I had a strange dream last night. I dreamed that it was nighttime, and the entire family was standing in your backyard in Mississippi. Everyone was there... all the cousins, all the aunts and uncles. We were all staring over a hill that wasn't supposed to be there, but nobody seemed to notice, or else we just didn't care.
Suddenly a bright light appeared through the shadow of the woods, and a plane or a helicopter landed and all of these people rushed to it. They had found you. You were no longer dead.
You weren't cured of the cancer though, and they carried you into the house on a stretcher attached to all of these tubes and plastic bags. You were going to be cared for at the house.
I watched as people that I didn't know rebuilt the bathroom in fast-forward, becoming a recreation of the changes we made after you had your stroke. I think that my mind was somehow combining the two diseases, probably because I didn't have enough time to adjust to the first before the second came and took you so quickly.
Yet even though this was my chance to spend time with you again, I'm saddened that I can't remember any of that. I can see your face, I can hear your voice, but I can't remember what you told me.
This is the first time I can ever remember dreaming about you in ten years, but I don't question the reason for it now. Today is Mother's Day, and mom has gone to visit Grandma, like we used to do every year. I stopped going a couple of years ago.

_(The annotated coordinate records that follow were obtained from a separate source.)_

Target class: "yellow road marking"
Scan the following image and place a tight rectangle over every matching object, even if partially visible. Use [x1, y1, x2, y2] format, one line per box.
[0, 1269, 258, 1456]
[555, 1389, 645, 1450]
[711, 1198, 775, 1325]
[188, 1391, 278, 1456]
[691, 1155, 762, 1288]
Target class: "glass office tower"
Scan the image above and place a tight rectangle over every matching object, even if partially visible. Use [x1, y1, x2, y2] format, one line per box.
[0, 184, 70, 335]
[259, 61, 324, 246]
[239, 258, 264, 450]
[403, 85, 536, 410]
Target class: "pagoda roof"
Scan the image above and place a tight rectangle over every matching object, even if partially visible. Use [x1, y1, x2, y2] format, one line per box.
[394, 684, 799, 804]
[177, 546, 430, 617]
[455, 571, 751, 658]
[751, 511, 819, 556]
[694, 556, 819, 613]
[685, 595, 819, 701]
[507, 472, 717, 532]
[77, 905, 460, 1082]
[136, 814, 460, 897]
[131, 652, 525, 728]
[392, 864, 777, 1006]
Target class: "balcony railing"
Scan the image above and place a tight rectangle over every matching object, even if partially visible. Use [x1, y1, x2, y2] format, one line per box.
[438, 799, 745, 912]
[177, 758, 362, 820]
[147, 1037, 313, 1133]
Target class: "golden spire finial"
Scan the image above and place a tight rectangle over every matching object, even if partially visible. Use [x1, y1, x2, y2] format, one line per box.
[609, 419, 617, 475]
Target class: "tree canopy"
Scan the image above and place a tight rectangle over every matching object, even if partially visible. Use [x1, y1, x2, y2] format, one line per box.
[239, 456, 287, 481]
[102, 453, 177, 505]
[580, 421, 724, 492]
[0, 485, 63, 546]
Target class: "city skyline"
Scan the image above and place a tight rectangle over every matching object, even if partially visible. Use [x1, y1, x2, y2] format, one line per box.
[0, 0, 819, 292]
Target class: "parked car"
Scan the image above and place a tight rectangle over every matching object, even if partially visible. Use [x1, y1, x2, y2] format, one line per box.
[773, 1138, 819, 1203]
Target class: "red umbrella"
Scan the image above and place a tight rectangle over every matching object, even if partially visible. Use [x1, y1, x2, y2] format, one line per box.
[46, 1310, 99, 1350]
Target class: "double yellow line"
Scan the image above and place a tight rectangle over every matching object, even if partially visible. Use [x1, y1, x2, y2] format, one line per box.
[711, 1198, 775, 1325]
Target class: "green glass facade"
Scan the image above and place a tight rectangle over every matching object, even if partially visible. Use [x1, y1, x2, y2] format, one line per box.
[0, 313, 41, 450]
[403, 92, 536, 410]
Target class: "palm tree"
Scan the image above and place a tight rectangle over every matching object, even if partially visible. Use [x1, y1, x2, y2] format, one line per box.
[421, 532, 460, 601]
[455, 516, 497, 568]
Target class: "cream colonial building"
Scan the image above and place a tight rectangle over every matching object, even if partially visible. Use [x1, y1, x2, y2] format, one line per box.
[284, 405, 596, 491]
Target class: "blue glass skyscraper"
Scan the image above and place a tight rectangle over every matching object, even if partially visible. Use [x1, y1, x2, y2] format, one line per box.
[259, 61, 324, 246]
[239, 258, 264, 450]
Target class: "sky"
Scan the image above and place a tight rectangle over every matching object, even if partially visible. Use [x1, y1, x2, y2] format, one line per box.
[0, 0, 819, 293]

She says that Grandma's not doing very well. I'm ashamed that it doesn't really bother me that much. You know that I love her, but not the way that I loved you. Now she's just old, and frail, and a burden on mom.
It does bother me that I don't feel love for our family like I'm supposed to, but unfortunately it still doesn't make me feel it. I think I stopped caring the day they put you in the ground. She didn't tell me you were sick. She knew for a month and didn't tell me. It didn't even have time to sink in before she called me to the hospital to say goodbye. It wasn't fair, and I hated her for it.
I resent that she has been pressuring me for months to attend the reunion in June. You are the only reason I would go, and you aren't going to be there. I told her this week that I don't think I will be able to make it because of work. I could hear the disappointment and tears in her voice, but I didn't care.
Now as I write this letter to you, I think I understand even better why I dreamed about you last night. I think you were trying to tell me that this may be my last chance to see Grandma. What if I don't go, and she doesn't make it until Christmas? Whatever anger, or apathy, that I feel towards mom shouldn't take away from something that would make Grandma very happy.
I'm sorry Granddaddy, if I've disappointed you. I miss you very much, and I'm thinking about you today.